Doctors don’t know what causes the condition. But it is commingle increasingly common, aseptically in mothers aged under 20-years-old.
But the incidence rate is still low, with one in 3,000 babies born with the condition each year in the UK.
It is usually diagnosed through routine prenatal ultrasound scans.
Many children with gastroschisis are born prematurely, usually at around 35 weeks.
Most babies with the birth defect are born naturally, but some may need a caesarean.
The outlook for children with gastroschisis is good, with the majority growing up to live normal lives, working and raising a family.
Research shows that children with simple gastroschisis, where no damage occurred to the intestines stay in hospital for about a month and start to feed normally within a few weeks of treatment.
Source: Great Ormond Street Hospital
‘They wanted to just do a natural birth, but he was breached so I had a c-section in the end anyway.
‘They look to operate on him within four hours of birth.

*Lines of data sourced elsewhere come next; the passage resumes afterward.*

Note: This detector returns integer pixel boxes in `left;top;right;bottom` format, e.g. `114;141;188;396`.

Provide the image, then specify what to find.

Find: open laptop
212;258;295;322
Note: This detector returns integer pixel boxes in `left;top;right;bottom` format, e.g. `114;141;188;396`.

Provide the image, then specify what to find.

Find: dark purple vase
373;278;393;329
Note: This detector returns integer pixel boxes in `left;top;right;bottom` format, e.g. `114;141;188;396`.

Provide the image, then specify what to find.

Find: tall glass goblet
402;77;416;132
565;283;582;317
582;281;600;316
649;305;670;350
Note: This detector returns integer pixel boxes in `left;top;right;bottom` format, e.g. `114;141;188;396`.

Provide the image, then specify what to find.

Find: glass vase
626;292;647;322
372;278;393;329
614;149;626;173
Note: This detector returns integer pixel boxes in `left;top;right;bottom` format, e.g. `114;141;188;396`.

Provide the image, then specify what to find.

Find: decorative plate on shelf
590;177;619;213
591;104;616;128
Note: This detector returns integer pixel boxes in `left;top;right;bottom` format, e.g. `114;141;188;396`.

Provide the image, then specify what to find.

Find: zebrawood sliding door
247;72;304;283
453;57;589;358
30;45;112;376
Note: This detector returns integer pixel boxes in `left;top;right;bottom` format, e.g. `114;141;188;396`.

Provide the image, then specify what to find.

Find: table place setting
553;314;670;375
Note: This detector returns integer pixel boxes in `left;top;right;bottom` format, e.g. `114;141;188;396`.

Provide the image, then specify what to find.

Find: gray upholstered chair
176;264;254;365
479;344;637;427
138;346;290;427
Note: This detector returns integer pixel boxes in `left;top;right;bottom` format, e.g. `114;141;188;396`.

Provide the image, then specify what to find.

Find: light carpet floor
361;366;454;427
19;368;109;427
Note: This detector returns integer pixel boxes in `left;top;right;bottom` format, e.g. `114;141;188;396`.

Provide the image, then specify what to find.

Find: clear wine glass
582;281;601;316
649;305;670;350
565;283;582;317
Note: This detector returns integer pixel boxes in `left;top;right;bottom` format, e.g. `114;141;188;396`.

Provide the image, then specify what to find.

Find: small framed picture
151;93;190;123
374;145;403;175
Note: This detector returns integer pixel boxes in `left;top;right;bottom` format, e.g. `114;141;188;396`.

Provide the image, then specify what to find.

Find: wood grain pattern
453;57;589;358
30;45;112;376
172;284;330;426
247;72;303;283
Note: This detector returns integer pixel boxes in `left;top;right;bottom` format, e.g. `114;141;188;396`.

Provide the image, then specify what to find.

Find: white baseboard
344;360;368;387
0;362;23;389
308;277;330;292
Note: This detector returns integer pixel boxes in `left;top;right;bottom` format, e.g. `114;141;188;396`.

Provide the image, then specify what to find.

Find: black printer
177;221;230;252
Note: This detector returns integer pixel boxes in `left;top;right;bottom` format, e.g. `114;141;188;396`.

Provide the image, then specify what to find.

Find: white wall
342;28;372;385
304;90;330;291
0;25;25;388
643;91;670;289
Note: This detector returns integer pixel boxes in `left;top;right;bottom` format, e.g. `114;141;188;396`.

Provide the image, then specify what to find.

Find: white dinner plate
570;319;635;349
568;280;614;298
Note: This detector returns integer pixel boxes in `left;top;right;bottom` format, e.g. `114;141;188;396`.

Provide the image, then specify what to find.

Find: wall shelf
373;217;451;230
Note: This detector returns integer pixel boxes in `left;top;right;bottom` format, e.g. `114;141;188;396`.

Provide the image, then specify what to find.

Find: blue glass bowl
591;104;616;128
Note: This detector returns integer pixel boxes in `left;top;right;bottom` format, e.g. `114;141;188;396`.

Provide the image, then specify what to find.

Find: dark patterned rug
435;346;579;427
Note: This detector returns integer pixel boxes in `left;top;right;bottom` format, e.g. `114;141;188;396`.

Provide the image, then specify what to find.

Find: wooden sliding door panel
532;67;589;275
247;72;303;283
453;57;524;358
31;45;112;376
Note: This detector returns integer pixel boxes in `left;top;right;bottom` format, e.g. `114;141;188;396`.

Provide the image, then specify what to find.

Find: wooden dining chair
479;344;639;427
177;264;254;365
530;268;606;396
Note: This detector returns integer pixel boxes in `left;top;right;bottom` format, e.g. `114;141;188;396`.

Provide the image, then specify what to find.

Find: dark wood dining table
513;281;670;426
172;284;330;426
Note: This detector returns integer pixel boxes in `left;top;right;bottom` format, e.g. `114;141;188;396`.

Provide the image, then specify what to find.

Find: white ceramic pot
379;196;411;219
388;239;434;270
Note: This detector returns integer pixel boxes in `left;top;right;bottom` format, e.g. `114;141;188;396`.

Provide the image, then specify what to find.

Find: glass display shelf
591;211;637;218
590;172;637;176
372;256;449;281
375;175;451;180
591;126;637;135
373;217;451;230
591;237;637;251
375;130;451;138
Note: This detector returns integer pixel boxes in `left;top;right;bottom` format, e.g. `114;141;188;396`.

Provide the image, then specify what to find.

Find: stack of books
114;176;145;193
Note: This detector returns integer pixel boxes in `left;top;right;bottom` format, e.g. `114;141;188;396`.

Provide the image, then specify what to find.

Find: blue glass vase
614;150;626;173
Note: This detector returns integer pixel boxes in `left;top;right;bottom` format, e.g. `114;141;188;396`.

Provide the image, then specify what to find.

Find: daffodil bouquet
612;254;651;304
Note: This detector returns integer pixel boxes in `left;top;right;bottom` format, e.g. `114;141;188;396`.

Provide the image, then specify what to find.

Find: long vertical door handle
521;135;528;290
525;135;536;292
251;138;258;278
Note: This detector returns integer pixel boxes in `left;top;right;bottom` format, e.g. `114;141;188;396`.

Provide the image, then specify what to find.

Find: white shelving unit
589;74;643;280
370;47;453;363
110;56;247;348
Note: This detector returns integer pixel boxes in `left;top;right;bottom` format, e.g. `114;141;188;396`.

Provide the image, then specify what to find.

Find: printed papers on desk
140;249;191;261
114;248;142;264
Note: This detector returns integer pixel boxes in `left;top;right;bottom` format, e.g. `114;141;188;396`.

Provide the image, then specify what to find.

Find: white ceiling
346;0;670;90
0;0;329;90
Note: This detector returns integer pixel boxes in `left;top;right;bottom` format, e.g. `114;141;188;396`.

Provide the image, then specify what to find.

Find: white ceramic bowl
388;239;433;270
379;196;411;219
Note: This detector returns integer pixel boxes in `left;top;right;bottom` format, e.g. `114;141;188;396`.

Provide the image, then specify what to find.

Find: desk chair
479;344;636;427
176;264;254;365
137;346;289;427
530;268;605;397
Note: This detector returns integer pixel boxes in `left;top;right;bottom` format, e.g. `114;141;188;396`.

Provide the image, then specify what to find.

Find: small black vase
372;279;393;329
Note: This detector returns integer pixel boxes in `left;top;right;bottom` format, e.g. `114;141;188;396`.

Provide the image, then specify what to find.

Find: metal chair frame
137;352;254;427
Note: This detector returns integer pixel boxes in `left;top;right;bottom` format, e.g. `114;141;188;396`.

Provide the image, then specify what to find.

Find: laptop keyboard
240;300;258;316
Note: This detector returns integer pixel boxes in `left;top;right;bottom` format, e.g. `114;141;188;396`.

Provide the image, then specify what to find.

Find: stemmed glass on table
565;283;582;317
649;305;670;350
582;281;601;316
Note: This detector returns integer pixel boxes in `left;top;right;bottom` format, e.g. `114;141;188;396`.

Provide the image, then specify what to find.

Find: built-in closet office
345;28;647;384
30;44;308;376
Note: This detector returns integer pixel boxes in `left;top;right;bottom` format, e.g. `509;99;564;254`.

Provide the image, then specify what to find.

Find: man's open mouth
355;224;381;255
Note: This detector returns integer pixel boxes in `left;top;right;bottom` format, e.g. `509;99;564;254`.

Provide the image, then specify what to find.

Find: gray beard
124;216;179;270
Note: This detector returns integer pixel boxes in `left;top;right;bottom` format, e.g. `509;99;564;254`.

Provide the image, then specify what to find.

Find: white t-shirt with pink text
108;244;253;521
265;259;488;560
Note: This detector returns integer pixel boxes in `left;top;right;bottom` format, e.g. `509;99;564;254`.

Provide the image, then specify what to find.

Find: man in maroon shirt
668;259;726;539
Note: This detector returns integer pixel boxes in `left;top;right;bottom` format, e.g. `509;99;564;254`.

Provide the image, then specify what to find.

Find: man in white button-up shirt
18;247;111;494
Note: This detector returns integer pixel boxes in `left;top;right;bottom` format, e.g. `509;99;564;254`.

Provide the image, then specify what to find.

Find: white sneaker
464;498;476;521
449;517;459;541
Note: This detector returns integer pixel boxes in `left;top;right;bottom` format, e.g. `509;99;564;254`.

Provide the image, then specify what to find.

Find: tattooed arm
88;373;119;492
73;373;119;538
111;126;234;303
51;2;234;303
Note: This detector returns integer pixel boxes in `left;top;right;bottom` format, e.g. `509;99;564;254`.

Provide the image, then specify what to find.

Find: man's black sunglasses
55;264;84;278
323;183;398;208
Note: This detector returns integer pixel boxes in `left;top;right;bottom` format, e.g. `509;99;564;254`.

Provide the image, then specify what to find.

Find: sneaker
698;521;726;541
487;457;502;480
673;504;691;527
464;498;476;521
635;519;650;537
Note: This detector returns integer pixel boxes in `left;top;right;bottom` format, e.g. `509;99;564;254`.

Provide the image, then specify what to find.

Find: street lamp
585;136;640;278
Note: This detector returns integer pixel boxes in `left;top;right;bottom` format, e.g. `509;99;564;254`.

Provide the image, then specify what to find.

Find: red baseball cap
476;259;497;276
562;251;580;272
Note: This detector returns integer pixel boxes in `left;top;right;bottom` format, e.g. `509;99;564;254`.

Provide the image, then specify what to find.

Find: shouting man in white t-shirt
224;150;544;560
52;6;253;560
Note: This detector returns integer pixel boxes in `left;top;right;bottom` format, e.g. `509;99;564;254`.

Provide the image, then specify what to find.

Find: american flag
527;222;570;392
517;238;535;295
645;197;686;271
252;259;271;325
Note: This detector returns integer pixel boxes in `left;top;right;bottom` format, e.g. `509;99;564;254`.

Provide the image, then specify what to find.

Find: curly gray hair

I had the c-section, and he was immediately put into an incubator and whisked away.
‘After he was born they put all his organs into a bag because they don’t want it to dry up or lose heat, or get infected.
‘I don’t think he was in any pain, because when I saw him for the first time he was all wrapped up and happy in the incubator.
‘I couldn’t hold him straight away as they said he wasn’t stable enough yet, plus I was still getting cleaned up after surgery, but he looked happy in his little hat.’
Koa was initially fed through a catheter towards his heart for a week after birth, to avoid using his organs too much.
Ashlie added: ‘He was on morphine for three or four days but after then was just on paracetamol.
‘He was only in the hospital for about three or four weeks – which they said was incredible as he was expected to be in for around six.
‘If any more of his organs had come out of his body the risk would have started to increase, his stomach could have come out for example and a section of his bladder had already’.
Ashlie was discharged from hospital quickly, while Koa had to remain to gain strength after his operation.
Getting up at quarter to five every day to drive the nearly hour-long journey to hospital, Ashlie spent days with her son by her side as he recovered – often alone.
Ashlie said Koa (pictured) spent less than four weeks in hospital, despite initially being expected to be in for around six
Ashlie, who was often alone while Koa was in the ICU, said the NHS staff at St Mary’s Hospital have been incredible. Pictured: Koa home from hospital
There were difficult times, with family being unable to visit due to Covid restrictions.
However, Ashlie is thankful for the amazing work of NHS staff.
She said: ‘The NHS have been incredible. St Mary’s Hospital was just incredible.
‘If it wasn’t for them he wouldn’t be alive right now. They come and check on him every few days too to make sure he’s putting on weight.
‘Once Koa was in the ICU that was hard because it was just me and Carl, and he’s obviously had to work to support us, so I was on my own a lot.
‘My mum got a lot of phone calls in tears’.